Le quatuor Gauthier, McTavish, Sennecke et Carlsson s’apparente beaucoup à celui de Suzuki, Caufield, Slafkovski et Demidov.

La nuance est que les fringants attaquants des Ducks peuvent patiner la tête entre les jambes sans trop de peur de se faire frapper violemment. Les adversaires d’Anaheim savent qu’ils vont devoir répondre tantôt de Jeffrey Viel ou de Ross Johnston pour n’en nommer que deux.

Ajouter que les meilleurs éléments des adversaires des Ducks peuvent se faire arracher la tête à tout moment par Radko Gudas ou Jacob Trouba, et vous savez qu’en affrontant Anaheim vous vous mesurez à un club « dur à jouer contre »...

Pat Verbeek a compris qu’en entourant ses meilleurs éléments de gardes du corps bienveillants il serait mieux outillé pour les guerres à mener en séries éliminatoires.

Depuis deux ans, sous les excellents conseils de son bras droit Martin Madden junior, Verbeek a fait passer son grand plan de reconstruction à la vitesse supérieure.

Son club est aujourd’hui au sommet de la section Pacifique et plus personne ne croit que les Ducks vont rater leur adhésion aux séries éliminatoires dans un mois.

Est‐ce qu’ils y feront du dommage pour reprendre la formule à succès de Marc Bergevin en 2021 ? Chose certaine ils ont un alignement pour y parvenir, et ils bénéficient de la conjoncture.

Verbeek et Madden ont flairé l’odeur du sang. Ils savent que la formule des séries éliminatoires avantage les meilleures équipes de la section Pacifique car elle permet d’éviter le ressortissant de la puissante section Centrale du moins jusqu’en finale d’association.

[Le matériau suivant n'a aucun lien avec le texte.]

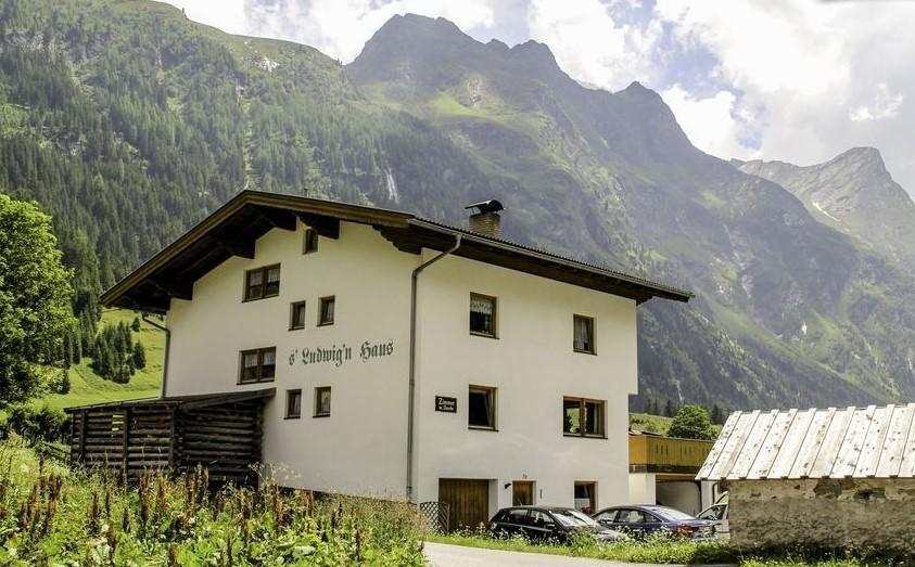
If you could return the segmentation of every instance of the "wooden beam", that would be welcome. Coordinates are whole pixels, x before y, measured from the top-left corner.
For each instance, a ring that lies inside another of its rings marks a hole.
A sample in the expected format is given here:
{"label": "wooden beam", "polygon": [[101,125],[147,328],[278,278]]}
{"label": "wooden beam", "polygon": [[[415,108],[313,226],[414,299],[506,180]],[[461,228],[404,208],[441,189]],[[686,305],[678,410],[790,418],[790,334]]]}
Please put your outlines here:
{"label": "wooden beam", "polygon": [[312,212],[296,212],[302,222],[315,229],[315,231],[327,239],[336,240],[340,237],[340,219]]}
{"label": "wooden beam", "polygon": [[257,207],[257,214],[267,222],[281,230],[295,230],[295,215],[289,210],[272,207]]}
{"label": "wooden beam", "polygon": [[256,239],[239,239],[225,234],[211,234],[209,241],[232,256],[254,259],[254,242]]}
{"label": "wooden beam", "polygon": [[190,280],[173,280],[168,276],[158,275],[150,278],[149,282],[156,288],[178,299],[190,301],[194,297],[194,283]]}

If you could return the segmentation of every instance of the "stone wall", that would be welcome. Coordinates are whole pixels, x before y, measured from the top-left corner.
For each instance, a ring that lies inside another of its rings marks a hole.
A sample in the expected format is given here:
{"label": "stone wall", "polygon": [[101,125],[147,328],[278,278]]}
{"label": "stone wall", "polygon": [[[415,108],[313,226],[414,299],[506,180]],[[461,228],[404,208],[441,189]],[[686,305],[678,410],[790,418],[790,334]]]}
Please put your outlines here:
{"label": "stone wall", "polygon": [[915,556],[915,479],[735,480],[730,537],[746,547],[851,547]]}

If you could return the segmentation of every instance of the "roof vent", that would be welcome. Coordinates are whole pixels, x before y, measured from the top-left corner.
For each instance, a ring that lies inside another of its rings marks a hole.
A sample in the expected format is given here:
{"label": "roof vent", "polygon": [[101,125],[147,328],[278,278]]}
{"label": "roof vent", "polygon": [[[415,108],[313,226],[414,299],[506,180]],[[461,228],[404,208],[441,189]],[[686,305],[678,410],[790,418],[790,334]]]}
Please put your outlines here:
{"label": "roof vent", "polygon": [[466,209],[474,209],[470,215],[470,230],[491,239],[501,239],[501,217],[499,211],[505,210],[501,203],[491,198],[490,201],[481,201],[463,207]]}

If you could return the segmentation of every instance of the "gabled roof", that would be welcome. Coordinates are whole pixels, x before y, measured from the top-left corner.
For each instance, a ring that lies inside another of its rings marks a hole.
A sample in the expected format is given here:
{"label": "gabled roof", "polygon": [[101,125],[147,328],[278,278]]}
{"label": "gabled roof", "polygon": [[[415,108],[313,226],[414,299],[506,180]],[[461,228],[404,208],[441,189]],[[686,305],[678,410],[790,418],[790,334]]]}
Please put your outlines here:
{"label": "gabled roof", "polygon": [[170,298],[190,299],[193,283],[231,256],[254,258],[255,241],[271,229],[295,230],[296,219],[336,239],[340,222],[371,225],[398,249],[446,250],[495,266],[636,300],[662,297],[688,301],[692,294],[641,278],[587,265],[544,250],[448,227],[395,210],[330,201],[242,191],[162,252],[102,294],[105,306],[163,313]]}
{"label": "gabled roof", "polygon": [[735,412],[697,480],[915,478],[915,403]]}

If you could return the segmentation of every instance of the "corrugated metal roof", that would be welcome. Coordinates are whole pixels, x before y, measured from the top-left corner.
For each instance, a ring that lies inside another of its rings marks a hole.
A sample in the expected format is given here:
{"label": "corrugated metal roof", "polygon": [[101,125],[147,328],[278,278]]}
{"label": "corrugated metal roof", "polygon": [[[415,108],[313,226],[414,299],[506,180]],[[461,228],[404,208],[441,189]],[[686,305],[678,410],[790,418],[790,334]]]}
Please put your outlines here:
{"label": "corrugated metal roof", "polygon": [[915,478],[915,403],[734,412],[697,480]]}

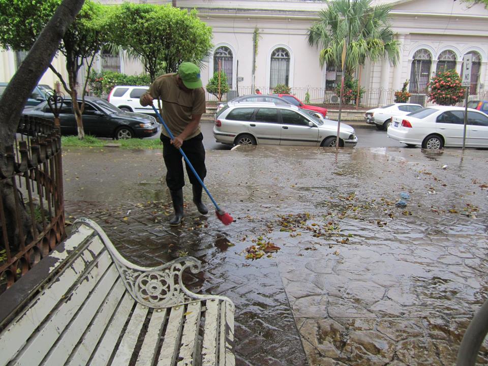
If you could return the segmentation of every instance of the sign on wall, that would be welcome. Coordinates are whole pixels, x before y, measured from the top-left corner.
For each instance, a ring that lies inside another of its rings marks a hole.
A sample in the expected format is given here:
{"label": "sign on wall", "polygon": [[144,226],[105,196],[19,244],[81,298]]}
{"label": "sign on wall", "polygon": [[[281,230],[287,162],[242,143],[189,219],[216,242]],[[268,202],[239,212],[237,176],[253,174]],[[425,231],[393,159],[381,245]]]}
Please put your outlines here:
{"label": "sign on wall", "polygon": [[463,58],[464,66],[463,68],[463,80],[462,86],[469,86],[471,82],[471,64],[473,61],[473,55],[466,54]]}

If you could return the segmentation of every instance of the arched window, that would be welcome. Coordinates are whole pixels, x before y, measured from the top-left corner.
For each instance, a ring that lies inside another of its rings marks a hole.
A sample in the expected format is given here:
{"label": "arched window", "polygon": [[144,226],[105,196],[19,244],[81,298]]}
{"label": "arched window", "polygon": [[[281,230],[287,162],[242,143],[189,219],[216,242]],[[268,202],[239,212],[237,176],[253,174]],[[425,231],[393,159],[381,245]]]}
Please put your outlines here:
{"label": "arched window", "polygon": [[284,48],[277,48],[271,54],[269,87],[278,84],[288,86],[290,78],[290,53]]}
{"label": "arched window", "polygon": [[232,88],[232,68],[233,67],[233,56],[230,48],[222,46],[215,50],[214,53],[214,72],[219,71],[219,62],[221,63],[221,70],[224,70],[227,77],[227,84],[229,88]]}
{"label": "arched window", "polygon": [[413,55],[409,83],[409,92],[411,93],[425,94],[426,93],[432,63],[432,55],[424,48],[418,50]]}
{"label": "arched window", "polygon": [[[466,54],[473,55],[471,64],[471,82],[469,87],[469,94],[471,95],[476,94],[478,90],[478,81],[479,80],[479,69],[481,67],[481,56],[475,51],[471,51]],[[464,63],[461,67],[461,78],[463,78],[463,71],[464,70]]]}
{"label": "arched window", "polygon": [[436,74],[456,69],[456,54],[453,51],[450,50],[443,51],[437,59]]}

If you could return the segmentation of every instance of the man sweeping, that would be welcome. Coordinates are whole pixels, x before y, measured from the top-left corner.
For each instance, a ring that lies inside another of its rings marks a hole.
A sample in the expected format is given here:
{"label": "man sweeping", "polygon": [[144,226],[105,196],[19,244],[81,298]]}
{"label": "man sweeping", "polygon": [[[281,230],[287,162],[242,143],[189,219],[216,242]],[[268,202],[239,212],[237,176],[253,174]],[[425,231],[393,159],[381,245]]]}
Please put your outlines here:
{"label": "man sweeping", "polygon": [[[200,128],[200,120],[205,112],[205,91],[200,77],[200,69],[192,63],[183,63],[177,73],[162,75],[151,84],[139,99],[141,105],[151,105],[155,98],[161,100],[163,117],[174,136],[171,139],[163,129],[161,140],[163,156],[166,166],[166,184],[169,188],[174,208],[171,226],[181,224],[183,212],[183,186],[185,177],[181,148],[202,180],[206,175],[205,148]],[[202,215],[208,212],[202,202],[201,185],[186,163],[187,172],[193,191],[193,202]]]}

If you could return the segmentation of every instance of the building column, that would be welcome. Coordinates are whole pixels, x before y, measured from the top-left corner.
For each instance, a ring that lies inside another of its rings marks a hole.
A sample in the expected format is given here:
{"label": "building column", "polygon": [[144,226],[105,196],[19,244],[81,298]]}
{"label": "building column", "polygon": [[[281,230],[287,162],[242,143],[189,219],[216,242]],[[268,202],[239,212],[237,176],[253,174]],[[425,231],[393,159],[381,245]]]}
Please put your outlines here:
{"label": "building column", "polygon": [[488,75],[486,75],[486,65],[487,63],[482,62],[479,67],[479,77],[478,78],[478,89],[479,92],[480,96],[481,93],[485,92],[487,88],[486,82],[488,82]]}
{"label": "building column", "polygon": [[381,78],[380,82],[380,86],[383,89],[381,93],[381,100],[380,101],[381,104],[386,104],[388,102],[386,99],[388,96],[387,90],[389,88],[388,84],[390,81],[390,62],[388,60],[383,60],[381,63]]}
{"label": "building column", "polygon": [[399,57],[398,64],[393,70],[393,81],[391,87],[394,90],[400,90],[403,85],[403,83],[400,78],[402,77],[402,68],[403,66],[404,45],[405,41],[405,35],[404,33],[396,35],[396,40],[399,43],[400,56]]}
{"label": "building column", "polygon": [[429,78],[429,82],[431,82],[432,76],[435,76],[437,70],[437,60],[432,60],[431,64],[431,77]]}
{"label": "building column", "polygon": [[461,61],[456,61],[456,72],[461,74],[461,70],[462,70],[463,67],[463,60]]}

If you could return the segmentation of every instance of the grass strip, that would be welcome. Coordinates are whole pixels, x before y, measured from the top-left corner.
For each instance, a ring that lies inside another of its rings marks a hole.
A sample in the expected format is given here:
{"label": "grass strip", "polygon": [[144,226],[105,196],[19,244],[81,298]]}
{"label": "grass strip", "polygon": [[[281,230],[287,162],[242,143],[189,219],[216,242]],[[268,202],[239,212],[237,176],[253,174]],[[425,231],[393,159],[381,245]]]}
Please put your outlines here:
{"label": "grass strip", "polygon": [[139,138],[126,140],[102,139],[93,136],[86,135],[83,140],[79,140],[78,136],[63,136],[61,138],[61,145],[69,147],[103,147],[107,144],[117,144],[121,148],[125,149],[162,149],[163,144],[159,139],[144,139]]}

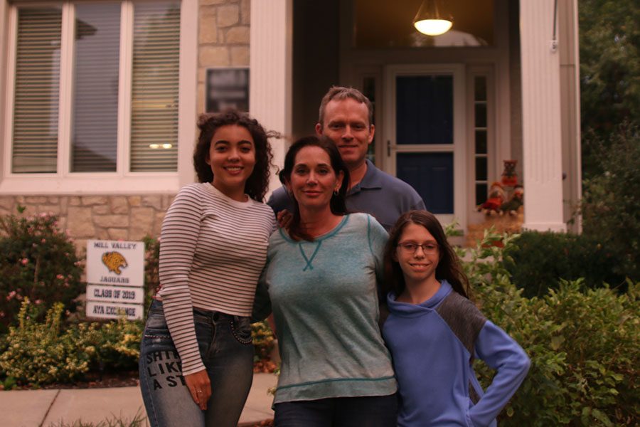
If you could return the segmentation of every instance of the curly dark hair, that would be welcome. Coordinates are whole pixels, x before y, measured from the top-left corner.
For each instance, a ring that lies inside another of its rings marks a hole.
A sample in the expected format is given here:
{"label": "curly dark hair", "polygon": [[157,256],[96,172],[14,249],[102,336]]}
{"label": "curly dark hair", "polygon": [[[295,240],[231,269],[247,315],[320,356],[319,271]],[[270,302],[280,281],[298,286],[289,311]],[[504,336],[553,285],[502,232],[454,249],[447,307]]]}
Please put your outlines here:
{"label": "curly dark hair", "polygon": [[458,255],[447,241],[447,236],[440,222],[435,215],[428,211],[409,211],[402,214],[389,232],[389,240],[385,247],[384,256],[385,282],[383,288],[385,293],[393,291],[396,295],[400,295],[405,290],[405,276],[400,263],[394,259],[393,253],[405,227],[409,223],[422,226],[427,228],[438,244],[440,259],[436,267],[436,279],[447,280],[454,290],[463,297],[470,298],[469,279],[462,270]]}
{"label": "curly dark hair", "polygon": [[[329,154],[329,159],[331,162],[331,169],[336,175],[342,171],[343,178],[342,179],[342,185],[338,190],[338,194],[334,194],[329,201],[329,206],[331,213],[334,215],[344,215],[347,214],[346,205],[345,199],[346,199],[346,193],[349,189],[349,169],[344,164],[340,152],[336,144],[327,137],[318,137],[316,135],[309,135],[300,138],[289,148],[287,155],[284,156],[284,166],[282,170],[278,174],[280,178],[280,182],[283,184],[287,184],[291,180],[291,174],[293,172],[294,166],[296,163],[296,156],[298,152],[306,147],[318,147],[326,152]],[[289,236],[294,240],[306,240],[313,241],[314,238],[300,228],[300,211],[298,209],[298,201],[294,197],[292,197],[294,201],[293,219],[289,226],[288,231]]]}
{"label": "curly dark hair", "polygon": [[273,153],[269,138],[279,137],[279,134],[267,132],[258,123],[257,120],[249,117],[249,115],[235,110],[228,110],[216,114],[203,114],[198,120],[200,135],[198,143],[193,150],[193,167],[198,174],[200,182],[212,182],[213,172],[211,167],[207,164],[209,149],[213,135],[222,126],[235,125],[242,126],[249,131],[253,138],[255,147],[255,166],[253,172],[245,184],[245,193],[251,199],[257,201],[264,201],[265,194],[269,188],[269,179]]}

Lors des trois derniers printemps, ce sont les champions de la Pacifique qui ont atteint la grande finale. Chaque fois contre un champion de la Centrale diminué de séries essoufflantes lors des deux premiers tours.

Autrement dit, Anaheim voit une opportunité qui est beaucoup moins évidente pour le Canadien qui évolue dans la division la plus relevée de la Ligue nationale.

La résultante est que les Ducks et le CH se destinaient à se mesurer en grande finale autour du printemps 2028. Mais Anaheim a battu l’horloge et est désormais beaucoup plus proche d’un carré d’as, d’une finale, et probablement d’une coupe Stanley que le Canadien.